Back from Northern Idaho.
CORRECTION on Jello Salad Ingredient: Trix was incensed that I'd accuse her of putting mayonnaise in her thanksgiving jello salads.
"That's not MAYONNAISE…that is CREAM CHEESE! Or COTTAGE CHEESE! I FORGET….look in the refrigerator, judy!"
That, my friend, is a scary invitation. My mother's refrigerator is spotless on first glance. Glistening, even. Everything placed just so. Orderly. Like little soldiers marching to their long past expiration dates. Open the cheese drawer and find the green green hills of home. Lush valleys of cheddar circa 1998. Craggy black peaks of forested Brie (last Christmas!) Swiss cheese whose holes have closed. The meat. shudder. Did it once truly walk the earth?
"Is that …bacon?" I asked, waving a thick yet flaccid slab of something seemingly from the ham family.
"What? Oh! No! That's …oh….that's fresh pasta!"
I just stared at her and this brown slimy packet. "Are you CERTAIN of this?" I ask.
"Oh for heaven's sake! OF COURSE IT IS! I'm OLD I'm NOT STUPID!"
Fresh. Pasta. Yes. Fresh is a relative term. If you compared it to some of the salad dressings, it barely had its eye's open.
Anyway. We're back. Only to return in 3 weeks for Christmas. And the annual changing of the Dairy Drawer.
This week Cienna is here, with Rio (Scout's sister) and Wyatt. We plan to put Rio on sheep again, for the first time in months, since she lived at Jodi's. Wednesday we go out to Dianne's for lessons.

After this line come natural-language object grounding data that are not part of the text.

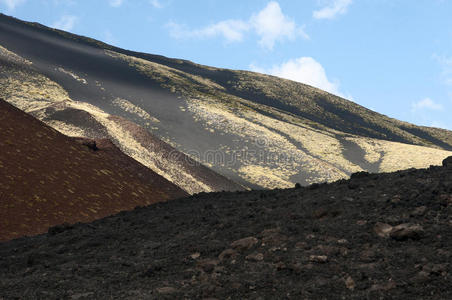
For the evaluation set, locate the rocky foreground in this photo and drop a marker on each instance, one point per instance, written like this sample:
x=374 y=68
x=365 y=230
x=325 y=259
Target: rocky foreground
x=376 y=236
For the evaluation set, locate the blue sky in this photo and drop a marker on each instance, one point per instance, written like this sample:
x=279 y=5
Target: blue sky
x=393 y=56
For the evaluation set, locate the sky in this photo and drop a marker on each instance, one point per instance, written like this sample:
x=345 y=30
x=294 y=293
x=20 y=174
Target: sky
x=392 y=56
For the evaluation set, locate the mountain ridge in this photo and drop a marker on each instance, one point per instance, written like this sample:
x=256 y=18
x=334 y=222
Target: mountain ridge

PS: There was neither cottage nor cream cheese in my mother's refrigerator. Nor mayonnaise. Making the dairy component to my mother's holiday jello salads either an Immaculate Conception or so beyond gruesome it defies even my ability to process. Either way, I'm tempted to put them on Ebay. Along with pictures of my colon. There's a miracle in there somewhere.